Enter waymarking. Most of the locationless caches were moved over to waymarking and now people were free to nab as many as they wanted. I’ve actually seen some really nifty water towers being part of the water tower management group, but I’m not sure I’d really seen a new water tower that was as cool as the one I saw near the stadium. It was situated on the grounds of the Grove Theater and made to look like something out of the 1920s, even though it probably wasn’t more than 10 years old at the most. Having grown up in the O.C. and gone to many Angels games, I knew it was fairly new.

So here I was, looking at this beautiful water tower and thinking to myself, “Self, you can waymark this one. There’s no limit to how many you can do.” So I did. I didn’t get a smiley face like when you geocache, but I got to document something that I find interesting and that’s what I think is the appeal to waymarking. Much like geocaching, you can choose not to find lame lamp post caches if you don’t want, in waymarking, you can choose what categories interest you and then you can waymark to your heart’s content.

I’ve tried to keep my focus of categories small, so I don’t overwhelm myself. I don’t always do waymarks all the time, nor do I always do them every time I see one that’s in one of my categories. Geocaching is still my first choice. But if the mood hits me, I’ll post a waymark or two. I’d done enough caching that Saturday, I’d cleaned out an area and so, the waymark seemed like a perfect way to end the day. In fact, it really wasn’t because once I’d documented that one, I knew of another one about three miles up the freeway, so I decided to head up to that one and get it too. But, just as I was getting on the freeway, my daughter called me saying she had arrived. So I guess it really was the perfect way to end an enjoyable day of caching and waymarking. The nice thing about waymarking is very few of them will get muggled, which means that other water tower will probably still be there the next time I head down into Orange County.

4 comments:

benh57 said...

I've started to post the occasional waymark as well.

I'd do more, but the site is very slow since it hasn't been upgraded yet like gc.com was last year.

http://www.waymarking.com/users/profile.aspx?f=1&guid=11a80676-efc6-4638-a378-857d83431763

Steve Natoli said...

What are locationless and waymarking?

Paul Myers said...

Locationless caches were caches that weren't really anywhere, yet everywhere. They were sometimes called reverse caches. In other words, instead of finding a container, you had to find a thing, but it could be anywhere. One example of a locationless was NPS HQ. Go to a national park, take the coordinates for the headquarters, usually the visitors center, take a couple of pictures and post them to the site. The catch was, you could only log it once and you couldn't log a headquarters that had already been logged. There were all sorts of different things for locationless caches - Yellow Jeeps, American Flags, Lion Statues, and Water Towers.

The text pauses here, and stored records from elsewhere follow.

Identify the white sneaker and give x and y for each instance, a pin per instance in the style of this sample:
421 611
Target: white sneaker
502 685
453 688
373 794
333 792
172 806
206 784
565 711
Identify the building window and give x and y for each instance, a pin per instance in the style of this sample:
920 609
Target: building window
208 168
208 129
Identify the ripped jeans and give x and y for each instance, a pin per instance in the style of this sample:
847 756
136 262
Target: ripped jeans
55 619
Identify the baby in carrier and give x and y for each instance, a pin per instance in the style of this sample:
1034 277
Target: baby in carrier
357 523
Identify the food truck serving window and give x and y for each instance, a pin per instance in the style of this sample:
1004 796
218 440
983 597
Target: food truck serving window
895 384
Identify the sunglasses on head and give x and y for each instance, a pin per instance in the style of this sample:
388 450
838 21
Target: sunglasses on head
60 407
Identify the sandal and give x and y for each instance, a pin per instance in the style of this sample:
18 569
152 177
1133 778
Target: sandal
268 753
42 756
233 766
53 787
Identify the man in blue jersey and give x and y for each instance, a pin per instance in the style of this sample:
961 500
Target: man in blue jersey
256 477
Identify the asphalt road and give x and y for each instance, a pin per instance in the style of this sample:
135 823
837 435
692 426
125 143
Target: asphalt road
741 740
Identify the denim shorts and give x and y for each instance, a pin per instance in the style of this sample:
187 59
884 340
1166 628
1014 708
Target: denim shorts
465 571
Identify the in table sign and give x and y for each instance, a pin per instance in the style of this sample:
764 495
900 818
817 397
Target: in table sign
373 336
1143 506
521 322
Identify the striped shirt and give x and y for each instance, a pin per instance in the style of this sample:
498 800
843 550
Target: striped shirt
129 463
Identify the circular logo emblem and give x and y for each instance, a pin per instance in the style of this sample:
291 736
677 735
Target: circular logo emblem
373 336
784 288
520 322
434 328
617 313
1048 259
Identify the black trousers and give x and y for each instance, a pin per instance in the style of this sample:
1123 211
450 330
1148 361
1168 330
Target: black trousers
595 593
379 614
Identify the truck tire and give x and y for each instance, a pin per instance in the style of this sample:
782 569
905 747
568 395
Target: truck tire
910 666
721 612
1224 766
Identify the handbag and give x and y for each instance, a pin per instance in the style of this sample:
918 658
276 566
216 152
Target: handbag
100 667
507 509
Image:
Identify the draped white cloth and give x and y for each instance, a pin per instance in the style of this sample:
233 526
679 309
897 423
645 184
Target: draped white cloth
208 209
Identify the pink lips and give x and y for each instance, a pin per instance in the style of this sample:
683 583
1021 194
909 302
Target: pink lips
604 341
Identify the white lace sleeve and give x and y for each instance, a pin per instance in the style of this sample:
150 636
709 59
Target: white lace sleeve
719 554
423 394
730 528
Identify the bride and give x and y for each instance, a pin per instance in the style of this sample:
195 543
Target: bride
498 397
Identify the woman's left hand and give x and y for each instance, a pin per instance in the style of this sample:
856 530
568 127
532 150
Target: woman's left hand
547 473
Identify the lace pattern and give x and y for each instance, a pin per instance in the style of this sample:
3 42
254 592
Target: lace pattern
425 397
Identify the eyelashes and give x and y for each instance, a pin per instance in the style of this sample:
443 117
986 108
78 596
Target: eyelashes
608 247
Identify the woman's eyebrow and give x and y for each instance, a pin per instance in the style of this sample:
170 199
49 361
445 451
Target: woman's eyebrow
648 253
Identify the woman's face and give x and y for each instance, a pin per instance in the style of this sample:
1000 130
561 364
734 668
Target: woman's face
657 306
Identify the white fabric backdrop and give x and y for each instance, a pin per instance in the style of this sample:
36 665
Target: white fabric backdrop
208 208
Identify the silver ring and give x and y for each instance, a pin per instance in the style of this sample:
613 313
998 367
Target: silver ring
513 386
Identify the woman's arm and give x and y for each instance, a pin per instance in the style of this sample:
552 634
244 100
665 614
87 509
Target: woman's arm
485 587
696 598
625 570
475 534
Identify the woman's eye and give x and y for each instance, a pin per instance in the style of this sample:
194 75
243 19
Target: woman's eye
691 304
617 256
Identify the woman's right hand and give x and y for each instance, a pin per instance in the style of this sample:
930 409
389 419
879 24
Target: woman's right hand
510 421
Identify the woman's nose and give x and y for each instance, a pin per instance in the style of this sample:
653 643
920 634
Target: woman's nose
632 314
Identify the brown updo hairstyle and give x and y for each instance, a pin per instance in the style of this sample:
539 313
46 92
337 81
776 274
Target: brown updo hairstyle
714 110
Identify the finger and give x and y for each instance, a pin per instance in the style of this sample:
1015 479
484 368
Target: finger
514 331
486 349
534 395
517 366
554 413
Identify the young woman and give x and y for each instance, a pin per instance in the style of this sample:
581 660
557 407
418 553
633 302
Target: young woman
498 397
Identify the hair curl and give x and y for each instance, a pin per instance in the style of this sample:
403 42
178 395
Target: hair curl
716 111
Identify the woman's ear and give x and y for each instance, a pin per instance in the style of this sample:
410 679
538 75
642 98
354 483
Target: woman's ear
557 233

Geocaching has done away with locationless caches and created waymarking.com. You can do the same thing, only you can log as many national park headquarters as you want at waymarking. At waymarking, you can find one, like a National Flag, take the coordinates, take some pictures and log it there. Someone else can do the same one. You can do more than one. Make sense?

chaosmanor said...

Found a great old water tower up in Diamond Springs, just south of Placerville, right off the 49, on our recent trip. Didn't have time to get the details (and not being the driver, I couldn't "force" the issue ;-), but I took a photo and I'll e-mail it to you. I *did* get info on a water tower south of there that I need to add to the WM system, as well as a couple of CA Historical Markers that weren't in there, yet. I like that category, as well as public sculpture, and fountains. I do the occasional WM, if I think of it at the time. In my mind, it's a poor substitute for locationless and virtual caching, but it's what we have, and until someone decides to do a full website just for those, we have to make what we can of it.